Untungnya etnis tidak serta merta mengikuti. Jika etnis ditambah agama mengemuka, maka suasana akan sulit dikendalikan. Untung saja.

Dinamika Pilkada Jakarta 2017 dan Pemilu 2014 dan 2019 kurang lebih seperti itu. Faktor sentimen kelompok keagamaan efektif dimainkan dan menghasilkan polarisasi politik identitas.

Pemilu saat ini berbeda. Sikap pragmatisme elite bersekutu dan berkoalisi dalam partai menghasilkan dinamika seru.

Siapa kawan dan siapa kompetitor berubah. Lawan jadi kawan, kawan jadi lawan. Peta politik bergerak ke arah lain karena pragmatisme dan dinamika sikap elite.

Tiga pasangan calon (paslon) tidak menunjukkan konsistensi kelompok keagamaan, justru pembauran yang mengubah peta. Tidak ada satu pasangan calon yang konsisten didukung oleh satu kelompok.

Satu pasangan calon didukung dan berharap dukungan dari kelompok yang banyak. Harapannya swing voters membengkak.

Dalam dinamika pasca-reformasi, tradisi baru arah Timur Tengah dan global saat ini ditarik untuk bergabung dengan tradisi kultur lokal.

Hal ini tidak terbayangkan akan berkoalisi sebelumnya dan bahkan dulunya sering berhadap-hadapan. Ini mengubah peta politik.

Mergernya dua elite yang berbeda dari segi golongan keagamaan menghasilkan atmosfer baru. Maka, apakah para pemilih akan serta menerima keputusan elite itu?

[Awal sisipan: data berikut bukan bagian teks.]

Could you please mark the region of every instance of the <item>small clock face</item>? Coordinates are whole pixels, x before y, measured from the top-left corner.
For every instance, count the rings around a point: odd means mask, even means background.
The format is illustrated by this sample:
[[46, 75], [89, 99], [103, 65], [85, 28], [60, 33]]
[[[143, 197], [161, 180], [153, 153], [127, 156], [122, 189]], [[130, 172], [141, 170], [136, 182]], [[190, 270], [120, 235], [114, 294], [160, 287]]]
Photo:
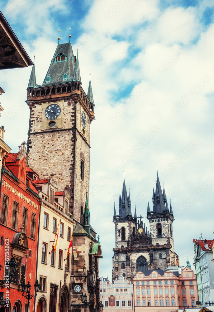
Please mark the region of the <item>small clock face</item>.
[[93, 285], [94, 286], [95, 283], [96, 282], [96, 273], [95, 272], [95, 270], [93, 268], [93, 275], [92, 275], [92, 278], [93, 279]]
[[85, 114], [84, 112], [82, 112], [81, 120], [82, 120], [82, 124], [84, 128], [85, 128], [86, 126], [86, 117], [85, 117]]
[[45, 116], [49, 120], [55, 119], [60, 115], [61, 109], [56, 104], [52, 104], [46, 108], [45, 112]]
[[79, 285], [75, 285], [74, 288], [75, 292], [79, 292], [81, 290], [81, 287]]

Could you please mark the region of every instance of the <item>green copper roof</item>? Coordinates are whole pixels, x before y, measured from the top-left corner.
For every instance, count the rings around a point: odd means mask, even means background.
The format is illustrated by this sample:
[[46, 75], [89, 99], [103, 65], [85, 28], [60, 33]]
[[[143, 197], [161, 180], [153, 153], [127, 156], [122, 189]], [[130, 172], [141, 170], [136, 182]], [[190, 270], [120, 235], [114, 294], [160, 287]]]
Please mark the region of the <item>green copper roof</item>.
[[87, 95], [89, 100], [92, 104], [94, 104], [94, 99], [93, 97], [93, 93], [92, 93], [92, 88], [91, 86], [91, 74], [90, 74], [90, 78], [89, 80], [89, 84], [88, 85], [88, 94]]
[[72, 81], [79, 81], [81, 82], [81, 77], [80, 77], [80, 72], [79, 70], [79, 59], [78, 57], [78, 50], [77, 50], [77, 59], [75, 63], [75, 67], [74, 71], [73, 79]]

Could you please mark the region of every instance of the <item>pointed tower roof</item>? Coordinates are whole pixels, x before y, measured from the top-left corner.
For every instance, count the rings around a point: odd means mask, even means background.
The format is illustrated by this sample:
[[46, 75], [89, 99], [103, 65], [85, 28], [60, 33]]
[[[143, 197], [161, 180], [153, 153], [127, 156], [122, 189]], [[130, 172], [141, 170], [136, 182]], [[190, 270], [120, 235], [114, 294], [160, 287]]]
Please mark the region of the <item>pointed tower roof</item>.
[[71, 82], [74, 68], [74, 59], [70, 42], [58, 44], [42, 85], [50, 86]]
[[171, 204], [171, 200], [170, 199], [170, 213], [171, 214], [173, 214], [173, 212], [172, 211], [172, 204]]
[[79, 59], [78, 57], [78, 49], [77, 49], [77, 56], [75, 63], [75, 67], [74, 71], [73, 79], [72, 81], [79, 81], [81, 82], [81, 77], [80, 77], [80, 71], [79, 70]]
[[123, 185], [121, 197], [121, 203], [120, 207], [120, 215], [121, 218], [126, 218], [129, 215], [131, 215], [131, 202], [129, 205], [128, 203], [128, 196], [126, 191], [124, 171], [123, 171]]
[[147, 212], [150, 212], [150, 208], [149, 207], [149, 197], [148, 197], [148, 203], [147, 205]]
[[28, 85], [27, 86], [28, 88], [30, 88], [30, 87], [33, 87], [34, 88], [35, 88], [36, 86], [36, 73], [35, 72], [35, 65], [34, 64], [34, 61], [35, 61], [35, 55], [34, 57], [33, 65], [33, 67], [31, 71], [31, 74], [30, 79], [29, 80], [29, 82], [28, 82]]
[[136, 204], [135, 204], [135, 218], [137, 219], [137, 213], [136, 212]]
[[115, 208], [115, 202], [114, 202], [114, 217], [117, 217], [116, 209]]
[[156, 213], [160, 213], [162, 212], [165, 209], [166, 207], [164, 201], [162, 190], [158, 176], [157, 166], [156, 188], [153, 210], [155, 210]]
[[91, 74], [90, 74], [90, 78], [89, 80], [89, 84], [88, 85], [88, 94], [87, 95], [88, 100], [92, 104], [94, 104], [94, 98], [93, 97], [93, 93], [92, 93], [92, 88], [91, 86]]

Sebarapa banyak arus bawah mengikuti perubahan arus atas? Masihkah ideologi berlaku? Apakah ideologi sudah berubah? Atau sebetulnya seperti pragmatisme Amerika?

Asumsi-asumsi adanya perubahan akan terjadi. Kemungkinan pertama, bisa jadi arus bawah mengubah haluan dan mengganti ideologi, atau ideologi itu sendiri diragukan efektifitasnya.

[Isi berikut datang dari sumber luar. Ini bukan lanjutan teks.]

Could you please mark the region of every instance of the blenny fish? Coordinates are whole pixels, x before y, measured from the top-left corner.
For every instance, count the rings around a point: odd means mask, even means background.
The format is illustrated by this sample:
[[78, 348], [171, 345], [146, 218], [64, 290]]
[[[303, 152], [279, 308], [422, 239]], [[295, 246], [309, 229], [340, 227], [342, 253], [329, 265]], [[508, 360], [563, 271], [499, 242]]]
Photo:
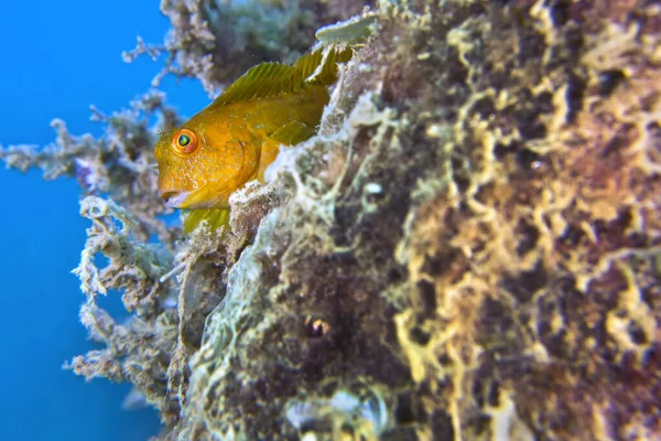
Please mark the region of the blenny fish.
[[162, 131], [154, 148], [159, 193], [188, 212], [184, 230], [203, 219], [212, 228], [229, 220], [229, 195], [249, 181], [263, 182], [280, 146], [312, 137], [328, 104], [337, 64], [348, 46], [329, 46], [294, 65], [262, 63], [249, 69], [183, 126]]

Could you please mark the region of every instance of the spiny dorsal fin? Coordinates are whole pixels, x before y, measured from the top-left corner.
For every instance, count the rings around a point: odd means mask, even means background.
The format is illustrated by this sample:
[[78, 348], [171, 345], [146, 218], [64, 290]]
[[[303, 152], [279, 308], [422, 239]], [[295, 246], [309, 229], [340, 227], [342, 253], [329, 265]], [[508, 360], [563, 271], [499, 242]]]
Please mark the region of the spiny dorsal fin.
[[[323, 50], [305, 54], [296, 64], [289, 66], [280, 63], [262, 63], [249, 69], [243, 76], [232, 83], [223, 95], [214, 101], [215, 105], [245, 101], [254, 98], [267, 98], [283, 93], [295, 93], [307, 83], [315, 85], [330, 85], [337, 78], [337, 63], [351, 58], [351, 50], [337, 51], [335, 47], [327, 50], [324, 58]], [[319, 64], [324, 62], [321, 72], [316, 73], [310, 82], [307, 78], [315, 74]]]

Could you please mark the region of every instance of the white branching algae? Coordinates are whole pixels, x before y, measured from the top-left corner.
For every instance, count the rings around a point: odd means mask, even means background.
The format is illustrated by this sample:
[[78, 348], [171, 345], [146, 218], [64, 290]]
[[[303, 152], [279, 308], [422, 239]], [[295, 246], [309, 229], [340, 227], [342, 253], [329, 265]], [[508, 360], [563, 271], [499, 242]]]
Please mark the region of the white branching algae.
[[[0, 150], [90, 196], [82, 319], [106, 347], [69, 367], [131, 381], [163, 440], [661, 438], [658, 6], [380, 1], [336, 24], [364, 7], [163, 3], [174, 30], [138, 52], [209, 90], [322, 26], [378, 29], [230, 228], [165, 222], [161, 94], [98, 114], [98, 140], [58, 122]], [[95, 301], [117, 291], [124, 323]]]

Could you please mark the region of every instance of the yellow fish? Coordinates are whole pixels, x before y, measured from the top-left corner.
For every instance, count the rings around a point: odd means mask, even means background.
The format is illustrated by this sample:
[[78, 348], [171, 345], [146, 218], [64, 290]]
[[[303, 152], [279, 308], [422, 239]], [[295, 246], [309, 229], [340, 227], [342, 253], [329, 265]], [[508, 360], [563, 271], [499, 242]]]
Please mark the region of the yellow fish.
[[328, 104], [337, 63], [351, 50], [330, 47], [293, 65], [262, 63], [183, 126], [165, 129], [154, 148], [159, 193], [169, 206], [189, 209], [184, 230], [207, 219], [229, 220], [229, 195], [249, 181], [263, 182], [281, 144], [312, 137]]

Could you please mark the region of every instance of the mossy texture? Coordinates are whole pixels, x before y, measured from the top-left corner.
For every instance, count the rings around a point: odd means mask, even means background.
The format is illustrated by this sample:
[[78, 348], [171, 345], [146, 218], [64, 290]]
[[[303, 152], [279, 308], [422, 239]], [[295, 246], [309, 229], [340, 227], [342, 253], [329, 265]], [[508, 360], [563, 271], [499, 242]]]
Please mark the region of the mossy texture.
[[109, 349], [76, 372], [133, 381], [163, 440], [661, 438], [659, 6], [370, 13], [231, 230], [148, 247], [86, 200], [88, 294], [137, 312], [90, 300]]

Kemungkinan kedua, terjadi perubahan ideologi karena kalah dengan pragmatisme dalam kancah politik kita. Ideologi tidak lagi penting.

Walaupun di level bawah masih sangat erat dengan identitas kelompok keagamaan, praktiknya di level elite, ideologi sudah tidak penting lagi.

Langkah politik untuk memenangkan dan bermain cantik lebih utama. Akankah sikap pragmatisme elite ini mengubah sikap warga pemilih?

Akibatnya, organisasi keagamaan sepertinya tidak utuh dalam memengaruhi kemana arah pilihan umatnya.

Satu kelompok keagamaan bisa berada dalam dua calon capres dan cawapres. Bahkan satu kelompok bisa berada dalam tiga pasangan.

Terbelahnya pilihan menunjukkan tidak bisa lagi menggunakan identitas kelompok keagamaan dalam Pemilu kali ini. Kelompok keagamaan mempunyai pilihan yang beragam, baik elite ataupun warga.

Memang betul ada Capres dan Cawapres yang konsisten dengan aliansi lama, antara warga santri dan nasionalis. Ini pola yang selama ini menjadi sekutu dan berkali-kali tampil dalam menarik simpati pemilih.

Namun, pasangan yang lain juga mengantongi kartu yang sama. Semua calon pemimpin mengklaim telah mendapatkan dukungan dari semua organisasi keagamaan.

Semua berusaha cair dan mengalir. Semua berusaha tampil simpatik dan senyum-senyum.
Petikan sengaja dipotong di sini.